Require clients to follow our User-Agent policy
Closed, ResolvedPublic

Description

User story:
As a Product Manager of Wikidata,
I want to be able to identify what clients are using the REST API on Wikidata
in order to better understand the usage.

Problem:
Many users don't follow our User-Agent policy. The likely reason is that users don't change the default user agent strings (e.g. "python-requests/2.28.1") to include all the information that is required by the policy.

Solution:
We could check if the specified user agent is following the required format. If not the request results in error codes, as suggested in the User-Agent_policy.

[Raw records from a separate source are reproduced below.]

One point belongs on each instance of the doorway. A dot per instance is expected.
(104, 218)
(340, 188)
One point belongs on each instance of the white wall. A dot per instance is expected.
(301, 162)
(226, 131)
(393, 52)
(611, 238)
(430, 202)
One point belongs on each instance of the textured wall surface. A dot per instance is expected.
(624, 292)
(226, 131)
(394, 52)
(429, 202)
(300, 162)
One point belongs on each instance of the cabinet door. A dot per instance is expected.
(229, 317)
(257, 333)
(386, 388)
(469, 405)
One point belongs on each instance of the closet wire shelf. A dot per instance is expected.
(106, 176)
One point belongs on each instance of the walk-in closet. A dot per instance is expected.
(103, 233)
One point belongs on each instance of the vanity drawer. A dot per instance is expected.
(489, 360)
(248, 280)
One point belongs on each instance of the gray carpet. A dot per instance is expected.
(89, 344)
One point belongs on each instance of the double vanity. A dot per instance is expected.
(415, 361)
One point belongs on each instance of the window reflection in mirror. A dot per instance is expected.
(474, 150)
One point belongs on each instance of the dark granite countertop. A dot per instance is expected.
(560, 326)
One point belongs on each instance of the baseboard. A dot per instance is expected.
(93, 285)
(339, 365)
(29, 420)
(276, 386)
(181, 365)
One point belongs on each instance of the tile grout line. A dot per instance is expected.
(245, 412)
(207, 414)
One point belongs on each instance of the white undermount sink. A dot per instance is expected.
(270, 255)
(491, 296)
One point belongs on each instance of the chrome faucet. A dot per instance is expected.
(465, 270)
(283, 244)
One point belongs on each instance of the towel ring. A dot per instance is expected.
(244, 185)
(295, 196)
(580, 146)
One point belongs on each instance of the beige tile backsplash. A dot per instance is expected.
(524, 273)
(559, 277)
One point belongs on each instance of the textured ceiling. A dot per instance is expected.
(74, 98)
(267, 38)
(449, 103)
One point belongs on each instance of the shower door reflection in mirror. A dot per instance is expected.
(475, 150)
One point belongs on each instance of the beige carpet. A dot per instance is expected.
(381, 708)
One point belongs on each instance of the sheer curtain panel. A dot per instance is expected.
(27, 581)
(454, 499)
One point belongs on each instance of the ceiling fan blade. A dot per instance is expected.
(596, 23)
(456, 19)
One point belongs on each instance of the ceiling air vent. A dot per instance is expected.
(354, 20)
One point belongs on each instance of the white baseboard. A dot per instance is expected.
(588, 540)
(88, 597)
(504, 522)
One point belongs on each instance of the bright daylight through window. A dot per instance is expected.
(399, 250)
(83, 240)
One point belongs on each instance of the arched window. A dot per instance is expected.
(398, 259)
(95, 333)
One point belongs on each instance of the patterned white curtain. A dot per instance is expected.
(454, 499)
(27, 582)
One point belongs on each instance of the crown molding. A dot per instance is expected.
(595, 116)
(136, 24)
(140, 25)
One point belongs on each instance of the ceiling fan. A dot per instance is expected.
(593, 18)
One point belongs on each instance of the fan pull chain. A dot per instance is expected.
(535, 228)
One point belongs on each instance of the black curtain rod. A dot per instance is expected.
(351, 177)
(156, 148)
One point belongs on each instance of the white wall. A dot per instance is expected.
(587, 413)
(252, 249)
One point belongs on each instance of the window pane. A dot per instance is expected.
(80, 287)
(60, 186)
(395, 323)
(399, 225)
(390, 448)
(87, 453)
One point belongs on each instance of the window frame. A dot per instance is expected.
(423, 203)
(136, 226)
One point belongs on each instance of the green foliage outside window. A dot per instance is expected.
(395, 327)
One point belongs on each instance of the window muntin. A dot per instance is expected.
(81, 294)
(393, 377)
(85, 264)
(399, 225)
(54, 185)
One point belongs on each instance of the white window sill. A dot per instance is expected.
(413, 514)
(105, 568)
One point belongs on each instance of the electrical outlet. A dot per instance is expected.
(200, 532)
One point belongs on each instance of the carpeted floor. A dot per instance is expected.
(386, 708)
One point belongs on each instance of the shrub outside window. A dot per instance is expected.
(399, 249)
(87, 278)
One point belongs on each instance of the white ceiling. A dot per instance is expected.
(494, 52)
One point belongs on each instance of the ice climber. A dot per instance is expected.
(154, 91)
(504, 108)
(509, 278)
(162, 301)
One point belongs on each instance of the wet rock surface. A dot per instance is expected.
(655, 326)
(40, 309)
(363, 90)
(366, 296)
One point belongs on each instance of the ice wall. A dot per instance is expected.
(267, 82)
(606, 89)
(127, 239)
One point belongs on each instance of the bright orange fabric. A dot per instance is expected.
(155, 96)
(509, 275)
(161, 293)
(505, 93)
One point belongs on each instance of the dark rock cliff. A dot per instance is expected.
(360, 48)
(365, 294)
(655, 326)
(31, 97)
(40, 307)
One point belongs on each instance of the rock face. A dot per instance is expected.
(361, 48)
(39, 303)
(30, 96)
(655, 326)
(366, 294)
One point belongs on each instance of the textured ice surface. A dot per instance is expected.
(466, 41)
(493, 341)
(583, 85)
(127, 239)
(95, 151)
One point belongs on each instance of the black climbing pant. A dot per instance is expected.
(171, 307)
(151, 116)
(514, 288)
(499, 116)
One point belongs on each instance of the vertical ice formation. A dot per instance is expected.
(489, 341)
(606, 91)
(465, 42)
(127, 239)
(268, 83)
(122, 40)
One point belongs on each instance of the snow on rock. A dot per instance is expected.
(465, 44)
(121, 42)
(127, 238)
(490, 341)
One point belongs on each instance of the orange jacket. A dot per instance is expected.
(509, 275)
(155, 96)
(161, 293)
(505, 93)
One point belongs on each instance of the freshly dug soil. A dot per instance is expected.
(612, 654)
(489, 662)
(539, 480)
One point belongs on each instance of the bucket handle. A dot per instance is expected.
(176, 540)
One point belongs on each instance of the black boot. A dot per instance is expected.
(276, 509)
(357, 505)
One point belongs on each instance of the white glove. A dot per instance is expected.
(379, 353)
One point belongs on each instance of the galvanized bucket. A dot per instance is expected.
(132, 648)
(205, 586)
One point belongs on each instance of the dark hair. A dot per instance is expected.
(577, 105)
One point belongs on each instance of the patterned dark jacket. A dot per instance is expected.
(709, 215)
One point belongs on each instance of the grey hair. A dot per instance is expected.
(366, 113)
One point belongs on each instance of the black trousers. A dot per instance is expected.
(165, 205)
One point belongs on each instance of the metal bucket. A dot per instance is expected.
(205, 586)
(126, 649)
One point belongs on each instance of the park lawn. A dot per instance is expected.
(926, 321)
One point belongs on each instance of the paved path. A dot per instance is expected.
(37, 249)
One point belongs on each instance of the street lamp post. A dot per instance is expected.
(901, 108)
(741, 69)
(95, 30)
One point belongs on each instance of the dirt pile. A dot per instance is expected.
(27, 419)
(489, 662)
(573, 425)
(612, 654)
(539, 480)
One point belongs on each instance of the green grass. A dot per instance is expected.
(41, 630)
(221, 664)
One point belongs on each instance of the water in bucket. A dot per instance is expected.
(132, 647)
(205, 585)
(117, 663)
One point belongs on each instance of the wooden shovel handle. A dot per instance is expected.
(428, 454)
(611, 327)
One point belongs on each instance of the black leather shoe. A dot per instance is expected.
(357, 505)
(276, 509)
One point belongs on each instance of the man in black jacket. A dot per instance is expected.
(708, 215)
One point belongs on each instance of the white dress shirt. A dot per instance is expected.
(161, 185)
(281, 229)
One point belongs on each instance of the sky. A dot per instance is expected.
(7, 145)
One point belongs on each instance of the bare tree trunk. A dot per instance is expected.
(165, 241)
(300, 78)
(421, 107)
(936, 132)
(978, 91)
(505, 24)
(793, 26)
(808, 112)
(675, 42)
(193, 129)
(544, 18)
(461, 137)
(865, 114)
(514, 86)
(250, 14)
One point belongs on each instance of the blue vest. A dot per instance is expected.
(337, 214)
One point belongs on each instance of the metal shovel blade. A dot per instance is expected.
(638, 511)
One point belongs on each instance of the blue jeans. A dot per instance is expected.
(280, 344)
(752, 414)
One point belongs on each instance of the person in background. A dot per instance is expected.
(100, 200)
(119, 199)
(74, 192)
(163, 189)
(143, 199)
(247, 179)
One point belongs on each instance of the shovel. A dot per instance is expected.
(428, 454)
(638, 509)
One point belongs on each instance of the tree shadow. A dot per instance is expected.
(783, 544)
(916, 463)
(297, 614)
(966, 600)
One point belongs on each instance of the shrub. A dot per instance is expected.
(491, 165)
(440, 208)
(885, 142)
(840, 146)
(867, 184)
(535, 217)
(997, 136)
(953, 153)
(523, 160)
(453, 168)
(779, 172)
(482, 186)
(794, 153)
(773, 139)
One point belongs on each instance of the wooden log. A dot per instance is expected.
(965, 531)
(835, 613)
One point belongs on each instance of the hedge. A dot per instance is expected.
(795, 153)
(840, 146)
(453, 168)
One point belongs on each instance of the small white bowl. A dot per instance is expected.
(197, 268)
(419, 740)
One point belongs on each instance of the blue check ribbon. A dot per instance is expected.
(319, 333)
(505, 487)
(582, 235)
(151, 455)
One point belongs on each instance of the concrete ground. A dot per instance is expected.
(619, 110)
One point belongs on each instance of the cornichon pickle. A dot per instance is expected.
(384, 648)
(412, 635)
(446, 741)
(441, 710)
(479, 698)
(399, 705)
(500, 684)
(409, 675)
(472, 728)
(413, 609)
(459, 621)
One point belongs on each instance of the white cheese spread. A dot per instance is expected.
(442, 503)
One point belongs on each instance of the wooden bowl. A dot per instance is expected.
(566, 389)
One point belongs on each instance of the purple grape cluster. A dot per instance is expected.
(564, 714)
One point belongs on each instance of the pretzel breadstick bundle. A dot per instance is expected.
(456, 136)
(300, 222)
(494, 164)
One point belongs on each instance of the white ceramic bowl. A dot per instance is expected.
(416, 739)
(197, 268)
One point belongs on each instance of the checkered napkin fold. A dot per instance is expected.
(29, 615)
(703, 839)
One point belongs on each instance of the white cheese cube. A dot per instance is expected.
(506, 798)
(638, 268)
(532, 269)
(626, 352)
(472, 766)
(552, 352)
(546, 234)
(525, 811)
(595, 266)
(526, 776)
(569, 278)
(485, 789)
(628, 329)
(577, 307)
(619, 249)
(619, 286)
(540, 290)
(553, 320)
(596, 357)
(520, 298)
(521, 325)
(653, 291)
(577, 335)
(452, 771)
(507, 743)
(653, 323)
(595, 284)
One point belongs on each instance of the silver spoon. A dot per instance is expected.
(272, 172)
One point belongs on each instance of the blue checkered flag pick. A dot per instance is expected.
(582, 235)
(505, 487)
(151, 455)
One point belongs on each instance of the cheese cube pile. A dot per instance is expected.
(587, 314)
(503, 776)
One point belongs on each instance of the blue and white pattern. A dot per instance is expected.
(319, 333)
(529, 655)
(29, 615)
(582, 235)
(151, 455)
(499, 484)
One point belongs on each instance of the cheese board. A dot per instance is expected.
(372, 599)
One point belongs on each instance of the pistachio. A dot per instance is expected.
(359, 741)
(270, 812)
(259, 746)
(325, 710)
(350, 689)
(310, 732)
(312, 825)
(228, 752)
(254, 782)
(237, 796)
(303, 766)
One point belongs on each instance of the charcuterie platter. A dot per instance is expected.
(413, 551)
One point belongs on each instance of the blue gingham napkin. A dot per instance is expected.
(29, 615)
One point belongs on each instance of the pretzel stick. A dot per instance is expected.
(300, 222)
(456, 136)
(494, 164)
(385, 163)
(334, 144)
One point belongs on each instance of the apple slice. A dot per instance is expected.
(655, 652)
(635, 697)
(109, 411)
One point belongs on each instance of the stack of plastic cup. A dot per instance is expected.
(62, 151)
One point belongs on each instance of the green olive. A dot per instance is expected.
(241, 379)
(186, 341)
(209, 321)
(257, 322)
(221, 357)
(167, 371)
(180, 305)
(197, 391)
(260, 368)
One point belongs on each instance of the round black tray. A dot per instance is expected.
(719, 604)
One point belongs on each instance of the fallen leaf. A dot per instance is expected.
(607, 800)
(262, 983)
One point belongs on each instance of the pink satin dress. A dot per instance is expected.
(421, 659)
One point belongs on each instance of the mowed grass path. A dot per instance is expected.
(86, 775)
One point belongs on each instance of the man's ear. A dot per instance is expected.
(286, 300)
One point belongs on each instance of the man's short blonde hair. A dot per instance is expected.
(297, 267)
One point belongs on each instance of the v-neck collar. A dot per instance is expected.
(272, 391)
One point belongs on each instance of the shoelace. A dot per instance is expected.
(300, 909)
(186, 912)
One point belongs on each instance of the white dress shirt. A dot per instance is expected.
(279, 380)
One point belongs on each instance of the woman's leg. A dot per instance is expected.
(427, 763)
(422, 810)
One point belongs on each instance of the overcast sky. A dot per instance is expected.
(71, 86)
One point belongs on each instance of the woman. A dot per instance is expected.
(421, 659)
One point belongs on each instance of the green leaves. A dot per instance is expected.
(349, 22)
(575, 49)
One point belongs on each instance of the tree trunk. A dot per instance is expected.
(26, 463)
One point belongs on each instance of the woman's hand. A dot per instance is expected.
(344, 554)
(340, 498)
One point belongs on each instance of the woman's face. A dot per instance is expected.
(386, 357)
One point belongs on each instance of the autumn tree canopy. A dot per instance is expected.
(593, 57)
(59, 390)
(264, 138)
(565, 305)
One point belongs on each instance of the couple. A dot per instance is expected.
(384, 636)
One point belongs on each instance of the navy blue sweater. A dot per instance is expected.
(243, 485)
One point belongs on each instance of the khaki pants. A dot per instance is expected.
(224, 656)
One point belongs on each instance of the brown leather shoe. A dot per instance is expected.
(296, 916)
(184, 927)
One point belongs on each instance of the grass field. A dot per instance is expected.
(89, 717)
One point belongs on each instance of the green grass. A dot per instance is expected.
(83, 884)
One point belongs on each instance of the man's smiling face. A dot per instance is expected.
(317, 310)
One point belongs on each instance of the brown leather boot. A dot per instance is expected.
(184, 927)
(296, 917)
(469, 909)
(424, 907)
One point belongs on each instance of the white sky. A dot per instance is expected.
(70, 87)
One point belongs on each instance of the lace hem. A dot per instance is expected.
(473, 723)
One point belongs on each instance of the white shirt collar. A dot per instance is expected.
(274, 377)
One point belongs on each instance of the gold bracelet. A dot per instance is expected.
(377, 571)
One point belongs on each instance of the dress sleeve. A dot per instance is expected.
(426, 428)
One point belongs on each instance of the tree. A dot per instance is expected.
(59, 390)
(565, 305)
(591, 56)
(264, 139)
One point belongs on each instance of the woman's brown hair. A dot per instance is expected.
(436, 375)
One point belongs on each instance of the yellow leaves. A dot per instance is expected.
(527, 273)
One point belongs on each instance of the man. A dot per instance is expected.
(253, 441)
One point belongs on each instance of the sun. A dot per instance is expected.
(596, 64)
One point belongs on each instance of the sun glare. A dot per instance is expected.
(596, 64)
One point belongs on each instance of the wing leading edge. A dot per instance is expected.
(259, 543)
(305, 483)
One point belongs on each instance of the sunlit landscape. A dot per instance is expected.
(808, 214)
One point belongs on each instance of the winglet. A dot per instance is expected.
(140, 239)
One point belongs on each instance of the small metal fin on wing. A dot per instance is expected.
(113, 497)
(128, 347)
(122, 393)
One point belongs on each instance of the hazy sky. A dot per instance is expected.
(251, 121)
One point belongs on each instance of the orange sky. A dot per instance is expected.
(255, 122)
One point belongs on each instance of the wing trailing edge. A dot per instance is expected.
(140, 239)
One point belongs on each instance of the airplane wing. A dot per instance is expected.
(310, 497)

Required format as per user-agent policy:

User-Agent: CoolBot/0.0 (https://example.org/coolbot/; coolbot@example.org) generic-library/0.0

The required generic format is <client name>/<version> (<contact information>) <library/framework name>/<version> [<library name>/<version> ...]. Parts that are not applicable can be omitted.

Notes:

  • We have already prohibited empty user agent strings (see T318151). \o/

Acceptance criteria:

  • If the user agent policy is not followed, the request results in the specified error response.

Open questions:

  • Alternatively, we could also think of applying throttling in case the criteria are not met.
  • What are the minimum requirements that need to be included?

Community communication:

Event Timeline

Lydia_Pintscher claimed this task.

This is happening as part of the stronger enforcement across Wikimedia wikis now.